Now this process was carried out for all the tweets about all the different players. The prevalent sentiment about a particular player was given by the difference between the number of positive and negative tweets (which was also normalized). Doing this helped us observe several interesting trends in the data. Consider the comparative study of sentiments about Neymar, Ronaldo and Harry Kane over November 2015. Also, have a look at how the sentiment about Harry Kane varied across countries.

Ronaldo-Kane

Kane-Sentiment

Such analysis has huge potential applications. Imagine how Tottenham Hotspurs, the club which Harry Kane plays for could maximize their profits by opening more ‘Spurs Stores’ in South Africa where Kane is way more popular (green) as compared to say Australia where he is clearly notorious (red). Are you an executive at EA Sports and want to decide whom to have on the cover of FIFA 16? Just mine sentiment on twitter and viola, you’ll see that Neymar would be a way better choice than Kane.

So this was all about our project on Twitter sentiment about football superstars. This project was a part of our course called Computing for Data Sciences at ISI Kolkata. All of our fellow mates from PGDBA have also worked on several such (hopefully: P) interesting projects. Some of them will share their stories with you on this blog as well.

Vardy and his record holds a special place in our hearts. He was the perfect muse for demonstrating the effectiveness of our model.
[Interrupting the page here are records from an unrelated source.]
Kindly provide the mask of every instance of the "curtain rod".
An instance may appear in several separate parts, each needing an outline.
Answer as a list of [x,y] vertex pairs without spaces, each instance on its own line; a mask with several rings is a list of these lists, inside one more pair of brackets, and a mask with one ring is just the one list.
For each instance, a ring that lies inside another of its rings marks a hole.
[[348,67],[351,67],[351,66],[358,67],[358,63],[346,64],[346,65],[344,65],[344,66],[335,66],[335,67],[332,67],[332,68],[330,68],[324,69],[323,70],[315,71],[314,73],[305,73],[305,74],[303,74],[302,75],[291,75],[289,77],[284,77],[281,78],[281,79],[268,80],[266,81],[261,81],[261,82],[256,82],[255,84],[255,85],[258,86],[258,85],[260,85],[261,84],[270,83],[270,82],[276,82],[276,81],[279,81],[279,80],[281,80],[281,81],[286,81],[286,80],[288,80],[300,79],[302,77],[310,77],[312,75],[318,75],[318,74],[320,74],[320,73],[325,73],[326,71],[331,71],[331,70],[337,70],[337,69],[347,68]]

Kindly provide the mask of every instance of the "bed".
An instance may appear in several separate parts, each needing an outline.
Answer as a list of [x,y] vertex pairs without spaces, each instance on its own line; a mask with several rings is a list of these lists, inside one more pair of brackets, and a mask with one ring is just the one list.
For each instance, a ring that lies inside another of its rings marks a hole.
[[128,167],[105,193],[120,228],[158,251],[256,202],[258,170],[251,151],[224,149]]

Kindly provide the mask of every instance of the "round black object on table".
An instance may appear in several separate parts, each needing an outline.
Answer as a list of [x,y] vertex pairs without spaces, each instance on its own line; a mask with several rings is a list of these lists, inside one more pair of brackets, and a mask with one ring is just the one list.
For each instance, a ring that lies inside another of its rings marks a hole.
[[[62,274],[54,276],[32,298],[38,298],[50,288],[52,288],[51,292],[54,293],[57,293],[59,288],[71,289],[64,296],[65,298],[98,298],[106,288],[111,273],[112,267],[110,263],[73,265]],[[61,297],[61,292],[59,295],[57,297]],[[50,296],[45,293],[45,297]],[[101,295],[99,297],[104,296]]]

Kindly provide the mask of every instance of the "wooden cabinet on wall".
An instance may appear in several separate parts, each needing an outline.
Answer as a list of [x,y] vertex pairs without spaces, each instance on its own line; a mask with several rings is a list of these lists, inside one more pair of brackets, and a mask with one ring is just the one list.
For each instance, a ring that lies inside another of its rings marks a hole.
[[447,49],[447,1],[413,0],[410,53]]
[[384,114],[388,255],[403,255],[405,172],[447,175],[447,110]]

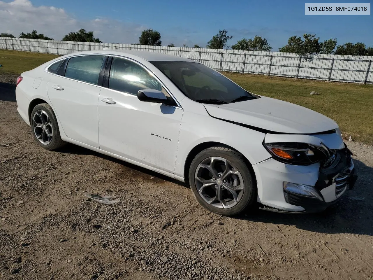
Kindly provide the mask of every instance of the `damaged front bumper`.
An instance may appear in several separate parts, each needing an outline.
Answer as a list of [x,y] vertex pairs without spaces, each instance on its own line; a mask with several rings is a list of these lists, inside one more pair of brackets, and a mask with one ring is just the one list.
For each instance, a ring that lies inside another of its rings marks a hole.
[[285,201],[292,205],[304,208],[307,212],[322,211],[337,202],[342,197],[348,187],[351,189],[355,185],[357,176],[352,160],[349,166],[339,169],[328,176],[325,171],[320,172],[319,180],[314,186],[304,186],[284,182],[284,196]]
[[330,146],[336,143],[335,158],[327,167],[319,163],[305,166],[286,164],[273,158],[253,165],[258,175],[258,201],[262,205],[260,208],[293,213],[320,212],[338,201],[347,189],[353,187],[357,176],[352,153],[341,139],[341,143],[334,141],[335,136],[334,139],[330,136],[310,136],[317,137],[319,141],[323,140],[319,138],[321,137],[330,139]]

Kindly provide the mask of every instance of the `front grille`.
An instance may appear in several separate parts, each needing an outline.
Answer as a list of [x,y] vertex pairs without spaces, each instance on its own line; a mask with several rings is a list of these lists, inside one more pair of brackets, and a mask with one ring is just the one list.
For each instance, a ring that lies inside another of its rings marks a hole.
[[354,167],[354,164],[351,161],[350,167],[338,174],[334,179],[334,183],[335,183],[335,196],[337,197],[340,196],[347,188],[348,177],[351,175]]

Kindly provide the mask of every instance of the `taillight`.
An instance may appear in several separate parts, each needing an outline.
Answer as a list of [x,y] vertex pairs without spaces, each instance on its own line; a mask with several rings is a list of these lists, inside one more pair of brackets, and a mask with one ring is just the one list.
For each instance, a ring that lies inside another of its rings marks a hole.
[[17,77],[17,81],[16,82],[16,87],[18,85],[18,84],[19,84],[19,82],[21,81],[22,80],[23,80],[23,78],[22,77],[22,76],[20,76],[19,77]]

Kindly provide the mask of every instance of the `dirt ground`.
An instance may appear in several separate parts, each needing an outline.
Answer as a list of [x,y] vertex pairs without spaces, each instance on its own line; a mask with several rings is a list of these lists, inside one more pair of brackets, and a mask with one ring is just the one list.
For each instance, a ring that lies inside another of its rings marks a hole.
[[167,177],[40,147],[15,79],[0,76],[0,279],[373,279],[372,147],[348,142],[359,178],[323,213],[220,217]]

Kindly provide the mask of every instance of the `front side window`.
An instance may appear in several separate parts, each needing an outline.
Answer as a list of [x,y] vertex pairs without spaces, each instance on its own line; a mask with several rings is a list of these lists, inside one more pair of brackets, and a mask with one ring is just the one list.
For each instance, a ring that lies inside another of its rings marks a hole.
[[62,60],[60,60],[59,61],[54,62],[49,66],[48,69],[48,71],[51,73],[56,74],[57,72],[57,71],[58,71],[58,69],[60,68],[60,66],[61,66],[61,65],[62,64],[62,62],[63,62],[63,59],[62,59]]
[[109,88],[137,94],[142,89],[157,90],[169,96],[160,83],[143,67],[129,60],[113,57],[110,68]]
[[65,77],[97,85],[104,57],[100,55],[71,57],[68,63]]
[[256,99],[219,72],[188,61],[151,61],[188,97],[202,103],[225,104]]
When you’ve come up with your first ‘Real’ model, the true test of the model happens when you see it work in real life on a completely unexpected scale. That meteoric rise in Vardy’s sentiment at 5.55 pm BST, right after he had scored the crucial goal proved to us beyond doubt that our model worked! So, I sign off with a link to that moment when Vardy smashed a record, the moment when people around the world celebrated the dawn of a new star, and the moment when our model was validated! Cheers!